The most direct and important fruits of that expansion of research into telomerase have been studies on the pharmacological and transgenic activation of telomerase in the tissues of aging mice. Several such reports have appeared over the years, each hailed prematurely as evidence of the life- and health-extending power of the enzyme. The most important of these studies have been a series of experiments by María Blasco, PhD, SENS Foundation Research Advisory Board member and Director of the Molecular Oncology Programme at Spain’s National Cancer Research Centre (CNIO). A tantalizing new report in this series has just appeared(9) — but to understand it in context, we will first review those that led up to it.
"Healthy" Animals Riddled with Cancer
In the first of these studies,(1,2) Dr.
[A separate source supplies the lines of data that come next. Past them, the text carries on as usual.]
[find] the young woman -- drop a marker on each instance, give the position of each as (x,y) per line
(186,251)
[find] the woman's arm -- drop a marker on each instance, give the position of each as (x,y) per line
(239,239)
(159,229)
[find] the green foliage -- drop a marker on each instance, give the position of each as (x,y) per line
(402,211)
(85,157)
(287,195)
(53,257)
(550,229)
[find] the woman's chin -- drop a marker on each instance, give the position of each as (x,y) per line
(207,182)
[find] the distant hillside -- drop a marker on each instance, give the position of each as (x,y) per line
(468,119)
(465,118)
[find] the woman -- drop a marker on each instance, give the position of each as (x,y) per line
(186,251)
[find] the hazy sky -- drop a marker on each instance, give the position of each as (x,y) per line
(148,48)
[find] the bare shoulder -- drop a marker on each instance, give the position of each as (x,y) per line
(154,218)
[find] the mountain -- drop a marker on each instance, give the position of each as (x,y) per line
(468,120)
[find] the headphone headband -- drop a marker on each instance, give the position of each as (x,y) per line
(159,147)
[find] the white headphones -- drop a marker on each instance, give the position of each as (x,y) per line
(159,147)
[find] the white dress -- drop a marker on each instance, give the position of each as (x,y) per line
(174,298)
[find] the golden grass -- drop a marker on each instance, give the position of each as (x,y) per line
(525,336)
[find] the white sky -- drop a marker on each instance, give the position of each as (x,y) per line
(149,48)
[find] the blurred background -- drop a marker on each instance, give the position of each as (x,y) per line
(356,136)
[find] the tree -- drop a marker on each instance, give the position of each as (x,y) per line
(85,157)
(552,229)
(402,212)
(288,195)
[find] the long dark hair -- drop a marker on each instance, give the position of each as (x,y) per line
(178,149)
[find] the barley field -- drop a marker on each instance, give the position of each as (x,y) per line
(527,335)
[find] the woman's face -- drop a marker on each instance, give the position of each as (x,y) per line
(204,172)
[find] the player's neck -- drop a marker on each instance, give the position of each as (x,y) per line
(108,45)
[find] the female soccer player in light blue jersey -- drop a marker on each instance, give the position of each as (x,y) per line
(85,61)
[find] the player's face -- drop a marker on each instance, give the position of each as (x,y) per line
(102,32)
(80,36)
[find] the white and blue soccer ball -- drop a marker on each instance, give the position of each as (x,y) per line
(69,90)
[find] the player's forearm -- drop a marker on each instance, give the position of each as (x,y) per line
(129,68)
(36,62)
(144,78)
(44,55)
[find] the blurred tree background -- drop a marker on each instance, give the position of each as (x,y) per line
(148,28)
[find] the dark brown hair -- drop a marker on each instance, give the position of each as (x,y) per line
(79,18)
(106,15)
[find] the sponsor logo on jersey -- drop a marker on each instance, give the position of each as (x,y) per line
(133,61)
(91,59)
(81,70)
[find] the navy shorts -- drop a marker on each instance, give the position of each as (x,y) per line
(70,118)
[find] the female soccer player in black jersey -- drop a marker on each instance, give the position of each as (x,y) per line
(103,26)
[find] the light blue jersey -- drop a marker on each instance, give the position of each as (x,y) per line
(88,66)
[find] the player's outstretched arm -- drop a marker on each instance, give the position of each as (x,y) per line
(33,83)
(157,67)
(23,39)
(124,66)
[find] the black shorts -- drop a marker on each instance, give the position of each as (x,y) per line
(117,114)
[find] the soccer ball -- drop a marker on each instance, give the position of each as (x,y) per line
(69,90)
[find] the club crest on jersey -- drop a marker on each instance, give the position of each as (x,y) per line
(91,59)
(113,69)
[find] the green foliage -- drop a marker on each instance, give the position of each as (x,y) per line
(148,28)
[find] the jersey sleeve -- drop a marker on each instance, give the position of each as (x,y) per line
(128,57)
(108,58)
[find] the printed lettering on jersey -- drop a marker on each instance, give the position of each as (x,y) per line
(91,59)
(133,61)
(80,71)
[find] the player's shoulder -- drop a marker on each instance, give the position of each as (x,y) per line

Blasco’s group targeted transgenic overexpression of the catalytic subunit of murine telomerase (mTERT) to the stem and proliferative cell pools of a wide range of epithelial tissues, by placing their construct under the control of the bovine keratin 5 promoter. Despite the fact that these “K5-mTERT” transgenic mice had mean telomere lengths similar to those of wild-type mice, the transgenic mTERT caused a more vigorous epidermal tissue proliferative response — resulting in “Antagonistic effects of telomerase on cancer and aging”. On the one hand, K5-mTERT mice had improved wound healing and reduced rates of inflammatory and degenerative renal lesions and testicular atrophy. On the other hand, this more ready tissue renewal came coupled with “a higher incidence of both induced and spontaneous tumors… [and] some hyperproliferative lesions, such as mucosal hyperplasia of the stomach or the intestine, as well as acinar hyperplasia in the mammary glands… These results suggested that TERT overexpression facilitates cell proliferation and cooperates with other mutations in tumor development in the absence of significant changes in telomere length.”(3)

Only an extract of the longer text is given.